First is the 'bring your own device' model where every incoming graduate student (or professor) is expected to bring their own computer (probably a laptop) and, as a corollary, to look after it. Perhaps we'd supply some niceties like external screens to hook up to them. The BYOD approach is popular partly because any number of people are going to do this anyways.
Then there is the 'hardware only' model, where we hand a computer to every new graduate student but make no attempt to manage or control it beyond that; the graduate student can run whatever they want in whatever configuration they want. Probably we'd preinstall some OS in a recommended configuration just for convenience (and many grad students would leave it as-is).
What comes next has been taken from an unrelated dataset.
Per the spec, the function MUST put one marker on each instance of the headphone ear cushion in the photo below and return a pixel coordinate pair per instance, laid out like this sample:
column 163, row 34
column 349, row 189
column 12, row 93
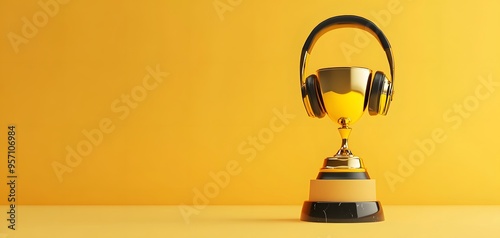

Lots of people like this model for its freedom and similarity to the BYOD experience (at least until the OS install blows up in their face).
The final model is managed desktops, where we both supply hardware and maintain the OS installed on it. On the one hand, we guarantee that it works right; on the other hand, people lose the freedom to run whatever they want and have to generally live with our choices. 'We don't support that' will probably get said a lot.
(Note that these are not necessarily a good set of options for any environment other than our peculiar one.)
As you might suspect, in practice right now we have a mix of all three options. The historical evolution of our environment is that we started out providing fully managed computing because computing was too expensive for any other answer, but over time the decrease in computing costs (especially compared to staff costs) has caused more and more people to shift towards BYOD and 'here, have a box'.
(I will skip a discussion of trying to do managed Windows installs and just say that we were and are primarily a Unix shop without much expertise in that area. This leads to non-technical issues beyond the scope of this entry.)
I'm mulling this over partly because how computing get supplied to people has a big impact on what services they're interested in consuming from us (and how). For one obvious example, in the days when we provided serial terminals on everyone's desk, having Unix servers for people to log in to was a big deal and they were very important. Today an increasing number of people here have probably only used our login servers to change their password.
(Since we're a Computer Science department, you could actually argue that we should actively push people to interact with Unix because Unix is an important part of effective, practical computing and so something they should be learning. But that's another debate entirely.)